As for sudo being a better way than su…
Absolutely not. It is easier, but that doesn’t make it better. I run two *nix-based servers at home. One provides DHCP as well as local and public DNS; the other is a web server and SSH gateway to the rest of my network. I absolutely cannot have either of these machines compromised, ever.
Both are tightly firewalled using my router and finely-tuned iptables restrictions. On both of them I’ve moved common commands that can be used for reconnaissance (ps, who, ping, dig, ifconfig and about a dozen others) from /usr/bin into /usr/sbin (root only). And both use su only for root access. Why?
1. One more layer of security. Even if you figure out my ridiculously complex user password, you STILL have to figure out my even more complex root password before you can even learn anything about my boxes or network, much less change anything. And then if you want to hAx0r any of my other boxes, you have to go through that yet again with totally different passwords. I’ve got root login disabled over SSH, so nobody can get root on my boxes without first logging in as someone else.

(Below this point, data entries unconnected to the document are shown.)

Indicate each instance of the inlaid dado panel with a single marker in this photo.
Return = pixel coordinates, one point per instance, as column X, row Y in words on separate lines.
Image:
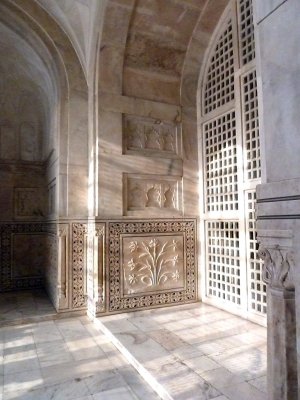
column 149, row 136
column 151, row 263
column 154, row 194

2. Many people don’t realize this, but “sudo -i” is for all intents and purposes exactly the same as “su -” if you have full privs in /etc/sudoers. Namely, it drops you into a root shell with root’s environment (as opposed to sudo -s, which is a root-ish shell using your own environment). So on a sudo box, if you know my user password you can get unlimited-duration root access.
sudo’s only real security comes from properly configuring /etc/sudoers, but if you’re the lone admin of the box then you’re going to give yourself full rights to admin it unless you’re horribly sadistic and create separate user accounts for different admin functions (web, networking, logs, etc.).
But again, if this is only a personal or a non-critical server, by all means go with Ubuntu.